Nach der nervenzerreißenden Hasstirade Stans kommt Audrey endlich zu Wort. Sie hat geduldig zugehört und erinnert sich penibel an jedes ausgesprochene Wort, jede Metapher, jede Erniedrigung. Ihre Sprache ist ordinärer als seine Wortwahl – vielleicht eine Art der absurden gedanklichen Parallelwelt Stans zu begegnen. Ihre Antwort lässt sich durch absolute Fassungslosigkeit mit einer Prise Frustration zusammenfassen. Er kann den rosa Sessel gerne behalten, sie behält die Erinnerungen. Zum Beispiel den Transport des Sessels auf dem Flug Florenz-Paris möchte sie nicht vergessen. Und sie behält die Kinder. Ihr ist bewusst, dass das Gesagte nie wieder zurückgenommen werden kann. Womit sie es verdient hat, solche Worte entgegengeschmettert zu bekommen, fragt sie sich. Sie nimmt auf jedes Wort Bezug und hebt die Lächerlichkeit sowie die Erbärmlichkeit der Vorwürfe hervor. Während Audrey am Ende seines Monologes in der Lage war, auf alles Gesagte einzugehen, wirkt er nach ihrer Antwort gebrochen und leer. Das, was jetzt kommen wird, wird die Hölle, stellt sie fest. „Ich hoffe du hast ein Innenleben“, wünscht sie ihm am Ende.

Ein schauspielerisches Festspiel

Das Logo des Theaterstücks © Foto: Metropoltheater

Die Lichter gehen an.
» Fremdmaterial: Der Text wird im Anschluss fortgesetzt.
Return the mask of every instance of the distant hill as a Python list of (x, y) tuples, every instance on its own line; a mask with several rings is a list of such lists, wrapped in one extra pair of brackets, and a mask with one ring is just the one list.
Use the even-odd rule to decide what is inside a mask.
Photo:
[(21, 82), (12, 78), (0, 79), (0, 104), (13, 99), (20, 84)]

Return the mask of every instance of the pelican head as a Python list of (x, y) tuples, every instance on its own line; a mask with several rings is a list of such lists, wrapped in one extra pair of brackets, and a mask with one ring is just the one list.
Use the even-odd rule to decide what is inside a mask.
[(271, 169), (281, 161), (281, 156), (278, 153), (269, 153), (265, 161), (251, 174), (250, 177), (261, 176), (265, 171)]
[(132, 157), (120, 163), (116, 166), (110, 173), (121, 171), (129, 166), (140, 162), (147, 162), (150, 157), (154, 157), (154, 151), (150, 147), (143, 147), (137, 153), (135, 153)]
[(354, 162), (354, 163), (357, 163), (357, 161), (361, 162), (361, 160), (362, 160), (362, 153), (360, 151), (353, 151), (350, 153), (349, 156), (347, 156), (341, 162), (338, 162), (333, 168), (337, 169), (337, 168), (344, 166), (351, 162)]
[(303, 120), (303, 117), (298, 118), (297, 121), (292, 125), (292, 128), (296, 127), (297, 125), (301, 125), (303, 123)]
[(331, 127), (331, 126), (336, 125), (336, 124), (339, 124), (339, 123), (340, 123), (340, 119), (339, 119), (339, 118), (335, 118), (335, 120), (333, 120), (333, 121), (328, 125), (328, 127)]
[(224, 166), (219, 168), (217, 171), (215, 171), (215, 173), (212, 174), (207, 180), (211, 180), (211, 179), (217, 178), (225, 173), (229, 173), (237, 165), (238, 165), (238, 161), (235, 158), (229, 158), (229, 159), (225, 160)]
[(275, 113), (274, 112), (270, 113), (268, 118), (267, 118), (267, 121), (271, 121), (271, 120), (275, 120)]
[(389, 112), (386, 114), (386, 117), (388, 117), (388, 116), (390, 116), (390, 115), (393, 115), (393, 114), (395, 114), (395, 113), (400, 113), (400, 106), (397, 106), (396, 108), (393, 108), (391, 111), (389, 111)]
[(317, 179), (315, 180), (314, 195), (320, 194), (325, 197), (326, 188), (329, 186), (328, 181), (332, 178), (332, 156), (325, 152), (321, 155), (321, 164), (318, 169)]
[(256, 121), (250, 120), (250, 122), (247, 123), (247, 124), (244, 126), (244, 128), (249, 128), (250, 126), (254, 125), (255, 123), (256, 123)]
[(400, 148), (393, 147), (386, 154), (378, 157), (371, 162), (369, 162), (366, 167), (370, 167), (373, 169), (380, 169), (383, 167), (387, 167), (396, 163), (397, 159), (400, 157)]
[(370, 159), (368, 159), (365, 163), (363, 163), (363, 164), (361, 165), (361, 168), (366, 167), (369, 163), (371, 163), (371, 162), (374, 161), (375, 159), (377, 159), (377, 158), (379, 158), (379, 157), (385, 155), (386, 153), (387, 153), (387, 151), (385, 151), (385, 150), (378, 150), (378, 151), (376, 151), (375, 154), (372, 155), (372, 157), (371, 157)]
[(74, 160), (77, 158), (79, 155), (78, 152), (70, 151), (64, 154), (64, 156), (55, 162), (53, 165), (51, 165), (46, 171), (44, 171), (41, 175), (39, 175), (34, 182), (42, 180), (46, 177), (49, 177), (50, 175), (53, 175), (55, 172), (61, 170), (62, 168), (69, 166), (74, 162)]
Die Türen werden geöffnet. Tobender Applaus erfüllt den Raum und bringt das Publikum aus der dunklen, emotionalen Welt der gescheiterten Liebe zurück in die Realität. Mara Widmann und Matthias Grundig haben eine einzigartige Performance geliefert. ‚Ende einer Liebe‘ steht und fällt mit der schauspielerischen Leistung. Das Stück kommt ohne ein Bühnenbild aus. Dennoch haben die Mimik, die Gestik und der gesprochene Text in die Welt einer verlorenen Liebe transportiert. Es wurde nicht zu viel versprochen.